À l'heure actuelle, les recherches entreprises ne permettent pas de se faire une idée précise des mécanismes intimes de l’action de l’ozone sur les micro-organismes. Ceci se traduit bien souvent par une incompréhension des effets contradictoires que peuvent provoquer les facteurs tels que le pH, la température. D’autre part, la méconnaissance des mécanismes de la désinfection et des dommages réels subis par les micro-organismes permet de s’interroger sur le concept de mortalité des micro-organismes et remet donc en cause la validité des méthodes de détermination classiques.
Les recherches effectuées sur la chimie de l’ozone ont permis de mieux connaître les différentes espèces oxydantes mises en jeu, en particulier le radical hydroxyle qui est très réactif. L’optimisation de l'oxydation par ozonation favorisant la formation de ce type de radical (O₃ + H₂O₂ ; O₃ + UV) est un enjeu important et il est donc nécessaire, à la lumière de ces observations, que de nouvelles recherches aient pour objet la connaissance de l’action désinfectante de ces espèces oxydantes.
Plusieurs autres aspects de la désinfection par l’ozone n’ont pu être abordés dans le cadre de cet article : il s’agit de la mise en œuvre de l’ozone en désinfection, que cela soit au niveau des réacteurs de désinfection ou au niveau asservissement de ce procédé. Récemment, de gros efforts de recherches et de développement ont
[Figure : Effet du pH sur l'inactivation de kystes de Giardia Muris par l'ozone à 25 °C.] [Figure : Effet de la température sur les cinétiques d'inactivation du Poliovirus 1 par l'ozone à pH 7,2 (résiduel d'ozone : 0,15 mg O₃/l).]été entrepris. Basé sur les concepts de génie chimique et d’hydraulique, un nouveau type de réacteur à flux piston, le tube en U, a été mis au point pour l’oxydation et la désinfection (Brodard, 1984). L’asservissement de l’ozonation a également fait l’objet d’investigations ; ces nouveaux asservissements ne sont plus uniquement basés sur la mesure d’un résiduel d’ozone (paramètre non significatif en soi) mais sur la mesure d’un paramètre représentatif d’un effet recherché par l’ozonation.

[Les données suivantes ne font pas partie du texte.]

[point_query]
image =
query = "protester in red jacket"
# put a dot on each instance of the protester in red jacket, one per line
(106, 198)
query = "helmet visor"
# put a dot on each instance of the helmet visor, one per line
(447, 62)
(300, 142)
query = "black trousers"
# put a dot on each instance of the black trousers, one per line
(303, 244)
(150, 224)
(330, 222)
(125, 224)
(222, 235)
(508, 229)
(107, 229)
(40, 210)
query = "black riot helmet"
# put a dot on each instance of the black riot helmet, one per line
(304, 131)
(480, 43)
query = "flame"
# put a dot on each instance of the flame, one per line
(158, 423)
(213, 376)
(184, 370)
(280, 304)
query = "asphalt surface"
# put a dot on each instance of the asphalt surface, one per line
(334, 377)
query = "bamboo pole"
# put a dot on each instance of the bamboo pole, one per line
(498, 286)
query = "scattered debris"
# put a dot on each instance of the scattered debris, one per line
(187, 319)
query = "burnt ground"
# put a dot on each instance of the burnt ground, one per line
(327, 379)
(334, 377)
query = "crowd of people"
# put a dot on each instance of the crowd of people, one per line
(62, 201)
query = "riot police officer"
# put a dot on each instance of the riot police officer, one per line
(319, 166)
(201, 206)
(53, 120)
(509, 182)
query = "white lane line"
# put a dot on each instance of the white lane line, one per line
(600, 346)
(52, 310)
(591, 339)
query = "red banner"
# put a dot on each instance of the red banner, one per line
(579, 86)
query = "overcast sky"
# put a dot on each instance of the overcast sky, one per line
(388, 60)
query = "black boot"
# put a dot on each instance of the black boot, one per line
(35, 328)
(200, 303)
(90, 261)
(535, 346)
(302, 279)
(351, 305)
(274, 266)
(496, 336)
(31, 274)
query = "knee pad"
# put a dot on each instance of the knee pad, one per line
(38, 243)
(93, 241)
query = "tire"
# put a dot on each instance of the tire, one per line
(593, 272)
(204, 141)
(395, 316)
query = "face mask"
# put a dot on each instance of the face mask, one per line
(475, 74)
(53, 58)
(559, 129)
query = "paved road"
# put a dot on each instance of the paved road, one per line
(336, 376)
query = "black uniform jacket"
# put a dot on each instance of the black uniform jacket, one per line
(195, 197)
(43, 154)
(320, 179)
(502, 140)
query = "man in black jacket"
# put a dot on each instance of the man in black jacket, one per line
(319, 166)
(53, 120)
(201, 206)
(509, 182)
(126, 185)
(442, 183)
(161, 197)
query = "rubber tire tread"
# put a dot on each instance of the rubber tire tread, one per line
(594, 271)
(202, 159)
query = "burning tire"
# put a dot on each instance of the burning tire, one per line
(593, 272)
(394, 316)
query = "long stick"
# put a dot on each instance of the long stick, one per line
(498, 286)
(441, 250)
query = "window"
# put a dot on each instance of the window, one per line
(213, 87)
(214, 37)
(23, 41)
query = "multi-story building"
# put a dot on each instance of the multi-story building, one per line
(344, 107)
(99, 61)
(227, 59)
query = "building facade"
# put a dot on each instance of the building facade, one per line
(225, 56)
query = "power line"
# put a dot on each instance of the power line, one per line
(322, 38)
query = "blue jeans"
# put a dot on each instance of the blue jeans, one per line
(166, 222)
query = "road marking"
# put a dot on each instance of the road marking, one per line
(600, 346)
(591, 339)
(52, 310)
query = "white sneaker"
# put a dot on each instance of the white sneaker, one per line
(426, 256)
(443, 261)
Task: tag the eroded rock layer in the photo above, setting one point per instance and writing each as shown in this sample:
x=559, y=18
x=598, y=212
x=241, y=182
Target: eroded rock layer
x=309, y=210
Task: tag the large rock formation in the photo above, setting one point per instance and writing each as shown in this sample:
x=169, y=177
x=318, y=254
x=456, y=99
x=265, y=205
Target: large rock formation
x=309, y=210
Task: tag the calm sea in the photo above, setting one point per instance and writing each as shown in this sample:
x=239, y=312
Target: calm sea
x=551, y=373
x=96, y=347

Ainsi, pour l’oxydation des matières organiques, un asservissement basé sur la mesure de l’absorption UV a été développé (Brodard, 1984). Il n’est donc pas irréaliste de prévoir pour la désinfection le développement de nouveaux capteurs (immunologique (Bourbigot, Mallevialle, 1986) ou à sonde à ADN, par exemple) de détection bactérienne et/ou virale permettant, sinon un asservissement, du moins une réduction du temps d’analyses.
À plus long terme, il semble nécessaire d’effectuer des recherches sur de nouveaux types de désinfectants qui permettraient de remédier aux inconvénients présentés par l’ozone et les composés chlorés (Fiessinger, 1984).